If we reduce the term platform economy to the sales-heavy topic of ‘marketplaces’, this area is the most developed of the three mentioned: through marketplaces, a bank can generate ‘flow on demand’, i.e. plannable growth, and has been doing so for more than a decade. Around the topic of marketplaces, the area of ‘Open Banking’ emerged with the aim of expanding the bank's product portfolio within the bank's IT infrastructure. The actual widespread use has only increased in recent years. Then there is the topic of Banking-as-a-Service in the sense of business process outsourcing, whereby outsourcing of processes and thus cost savings in the area of IT, product, and process infrastructure are made possible. This last area has historically been used more by fintechs, but is not yet as strongly developed at traditional banks as the other two areas of marketplaces and Open Banking, and it is therefore also interesting to act as a provider there.
In my opinion, sustainable banking replaces – at least temporarily – the other major trend ‘contextual banking’ as the most important focus topic in the further development of banks and banking business. Contextual banking stands for a banking model that offers a connected banking experience where offers and updates are presented to the customer at the right time and place. In my opinion, however, sustainable banking will be more important in the near future: the banks with the best standing in sustainability will gain market share. So it is not about a great front end, but about content and clear positions. Banking-as-a-Service providers must therefore offer ‘best in class’ processes for their product portfolio in order to minimise the ‘footprint’ for their banking partners, and at the same time, they must also provide mass-compatible ‘climate products’ (for example, special credit solutions for financing sustainable infrastructure) in order to achieve direct competitive advantages for their partners. This complements the cost advantages that arise anyway. Banks that use BaaS, therefore, achieve multidimensional positive effects in terms of the profitability of their business models.
Timm Wege is Vice President Business Development at SWK Bank, Mainz, since March 2023, where he is responsible for the sales of Banking-as-a-Service solutions.

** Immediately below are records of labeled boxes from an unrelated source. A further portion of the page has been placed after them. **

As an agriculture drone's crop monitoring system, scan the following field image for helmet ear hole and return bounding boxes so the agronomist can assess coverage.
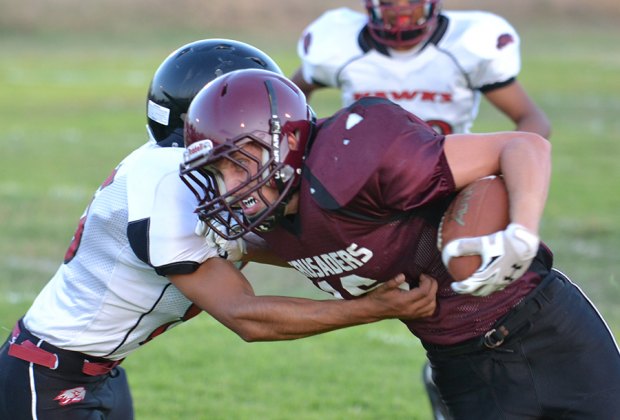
[181,69,314,238]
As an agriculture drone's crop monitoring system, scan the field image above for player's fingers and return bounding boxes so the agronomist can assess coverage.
[379,273,406,289]
[450,277,483,296]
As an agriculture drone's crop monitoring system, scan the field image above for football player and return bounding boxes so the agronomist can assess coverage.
[0,39,436,420]
[181,70,620,420]
[292,0,550,137]
[292,0,551,420]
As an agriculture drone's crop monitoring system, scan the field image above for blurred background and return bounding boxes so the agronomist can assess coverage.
[0,0,620,419]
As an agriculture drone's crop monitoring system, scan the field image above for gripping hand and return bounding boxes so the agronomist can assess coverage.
[441,223,540,296]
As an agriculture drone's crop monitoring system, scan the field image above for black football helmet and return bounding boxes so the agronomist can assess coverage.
[146,39,282,146]
[364,0,442,48]
[181,70,315,239]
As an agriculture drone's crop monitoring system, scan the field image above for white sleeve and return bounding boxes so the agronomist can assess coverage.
[127,148,218,268]
[448,12,521,89]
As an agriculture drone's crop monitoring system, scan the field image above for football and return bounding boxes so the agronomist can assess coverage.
[437,176,510,281]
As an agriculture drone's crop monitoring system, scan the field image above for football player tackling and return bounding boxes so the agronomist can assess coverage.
[0,39,436,420]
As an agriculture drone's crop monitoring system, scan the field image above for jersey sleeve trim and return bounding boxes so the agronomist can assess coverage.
[479,77,517,93]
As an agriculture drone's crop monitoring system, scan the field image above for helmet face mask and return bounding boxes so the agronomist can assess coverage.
[364,0,441,48]
[181,70,314,239]
[146,38,282,146]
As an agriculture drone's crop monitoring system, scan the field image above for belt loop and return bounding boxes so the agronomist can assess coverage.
[482,325,510,349]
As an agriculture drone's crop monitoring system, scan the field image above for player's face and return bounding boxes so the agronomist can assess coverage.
[213,143,278,217]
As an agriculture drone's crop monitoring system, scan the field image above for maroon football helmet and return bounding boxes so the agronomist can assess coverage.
[181,69,315,239]
[364,0,441,48]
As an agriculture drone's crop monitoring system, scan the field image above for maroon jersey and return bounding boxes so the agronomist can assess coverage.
[261,99,540,344]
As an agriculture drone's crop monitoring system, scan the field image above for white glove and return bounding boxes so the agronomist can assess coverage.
[441,223,540,296]
[195,220,247,262]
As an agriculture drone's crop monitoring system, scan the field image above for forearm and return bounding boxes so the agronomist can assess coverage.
[220,296,382,342]
[500,135,551,233]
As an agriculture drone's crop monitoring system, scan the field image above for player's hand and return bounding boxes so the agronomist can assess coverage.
[195,220,247,262]
[441,223,540,296]
[367,274,437,319]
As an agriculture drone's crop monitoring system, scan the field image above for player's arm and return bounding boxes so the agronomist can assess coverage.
[485,80,551,138]
[169,258,437,341]
[291,66,323,101]
[444,131,551,233]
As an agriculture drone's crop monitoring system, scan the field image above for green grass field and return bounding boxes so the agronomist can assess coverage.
[0,16,620,419]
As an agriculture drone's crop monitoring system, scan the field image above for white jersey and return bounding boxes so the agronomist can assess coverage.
[24,141,217,360]
[297,8,521,134]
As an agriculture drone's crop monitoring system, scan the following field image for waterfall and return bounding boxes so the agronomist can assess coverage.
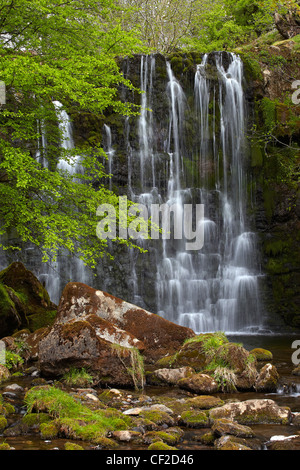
[104,124,115,190]
[123,53,262,333]
[53,101,80,175]
[6,53,262,333]
[37,101,90,304]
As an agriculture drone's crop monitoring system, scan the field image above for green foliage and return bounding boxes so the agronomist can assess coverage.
[25,386,127,440]
[5,350,24,370]
[0,0,144,266]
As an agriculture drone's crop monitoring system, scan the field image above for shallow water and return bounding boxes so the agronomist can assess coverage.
[0,335,300,451]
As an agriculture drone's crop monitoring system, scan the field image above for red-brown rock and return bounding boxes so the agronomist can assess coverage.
[39,319,139,387]
[55,282,195,362]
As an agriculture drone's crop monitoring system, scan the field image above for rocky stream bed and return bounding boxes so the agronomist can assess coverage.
[0,265,300,452]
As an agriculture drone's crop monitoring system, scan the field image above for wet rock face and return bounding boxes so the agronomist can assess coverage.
[0,262,56,337]
[255,364,279,392]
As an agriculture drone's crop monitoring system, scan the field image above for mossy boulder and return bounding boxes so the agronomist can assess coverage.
[179,410,210,428]
[39,320,139,387]
[0,262,56,337]
[209,399,291,425]
[143,427,184,446]
[185,395,224,410]
[156,333,217,372]
[214,435,252,450]
[148,441,177,451]
[178,373,219,395]
[255,363,279,392]
[250,348,273,361]
[64,442,84,450]
[147,366,195,385]
[211,418,254,437]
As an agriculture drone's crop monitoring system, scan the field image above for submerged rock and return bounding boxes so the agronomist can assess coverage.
[153,367,195,385]
[250,348,273,361]
[209,399,291,424]
[178,373,219,395]
[255,364,279,392]
[211,418,254,437]
[214,435,252,450]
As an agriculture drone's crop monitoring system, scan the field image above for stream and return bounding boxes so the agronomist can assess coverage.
[0,334,300,452]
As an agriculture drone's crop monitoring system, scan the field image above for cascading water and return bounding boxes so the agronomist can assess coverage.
[104,124,115,190]
[2,53,262,333]
[121,53,261,333]
[37,101,90,304]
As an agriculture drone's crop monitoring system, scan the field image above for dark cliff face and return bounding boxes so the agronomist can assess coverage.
[242,39,300,328]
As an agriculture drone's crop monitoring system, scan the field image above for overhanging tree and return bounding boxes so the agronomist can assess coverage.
[0,0,145,266]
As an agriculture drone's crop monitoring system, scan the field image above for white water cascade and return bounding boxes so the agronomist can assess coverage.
[37,101,89,304]
[104,124,115,190]
[125,53,262,333]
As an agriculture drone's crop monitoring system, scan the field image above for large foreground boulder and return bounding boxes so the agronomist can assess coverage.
[55,282,195,362]
[39,320,142,387]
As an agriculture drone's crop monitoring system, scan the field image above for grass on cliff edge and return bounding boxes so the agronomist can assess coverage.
[25,386,130,441]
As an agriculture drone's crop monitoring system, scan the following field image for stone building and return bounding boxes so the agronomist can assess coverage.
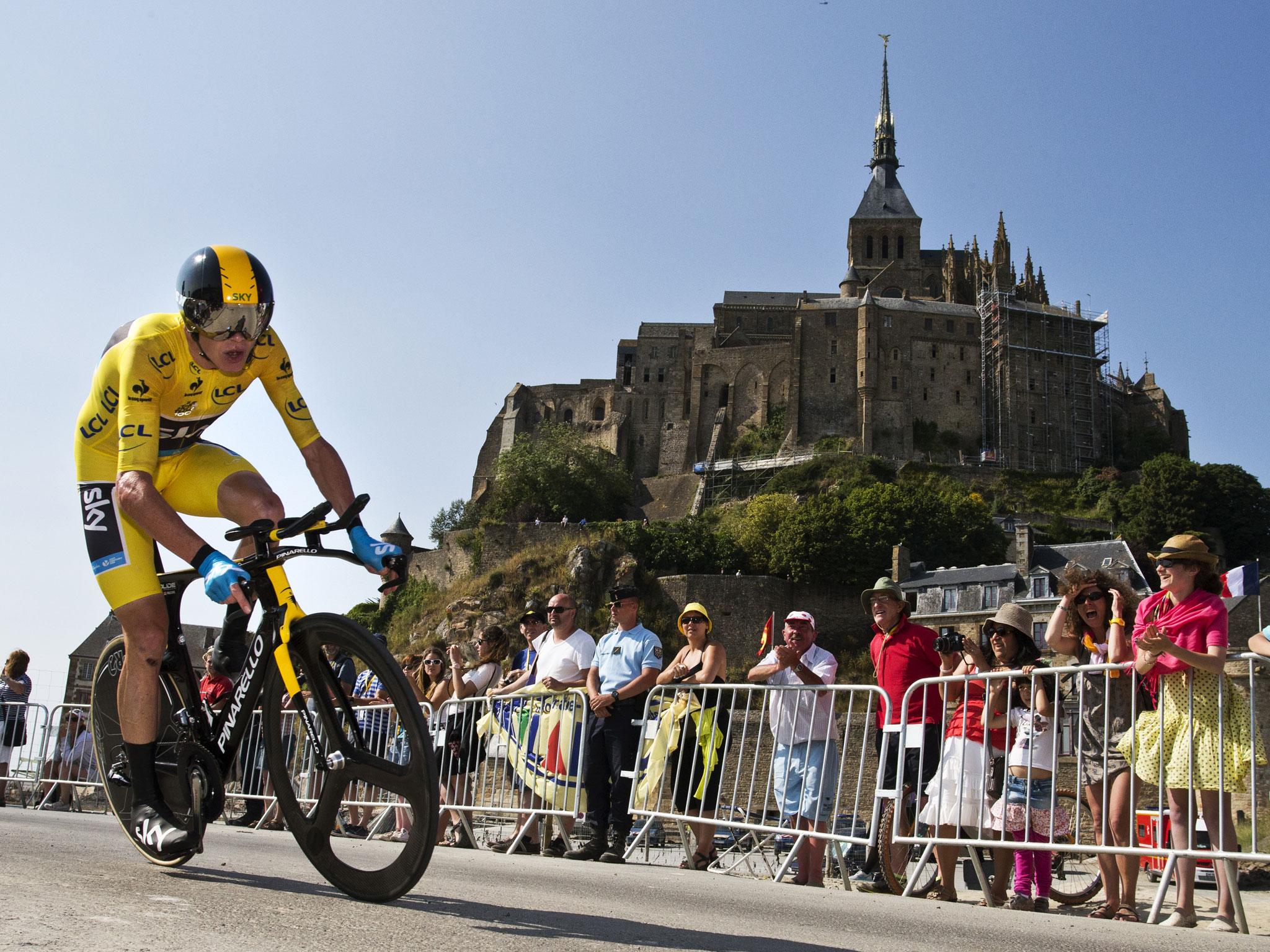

As a trained banker, he has been active in the financial sector for over 30 years. Before joining SWK Bank, Wege was CCO at FinCompare since autumn 2019, where he had in particular furthered the full integration and process automation of over 250 financiers. Before that, he was responsible for building up the bank portfolio as Director Financial Cooperations/Key Account & Supply Management at smava from 2014 to Autumn of 2019. Prior to that, Wege had worked for Landesbank Berlin from 1992 to 2013, the last 13 years in the capital market business. After graduating from the Berlin University of Applied Sciences in 2000 with a degree in business administration, Wege completed his training as a CEFA investment analyst.
Founded in 1959, Süd-West-Kreditbank (SWK Bank) based in Mainz is one of the leading direct banks for loans and fixed-term deposits and employs 200 people, with total assets of around EUR 2.3 billion in 2022. SWK Bank is considered a pioneer in digitalization and innovation and offers fast application processes. As a banking-as-a-service partner, SWK Bank cooperates with other banks and fintech companies and makes its systems and processes available as services in the lending and deposit business.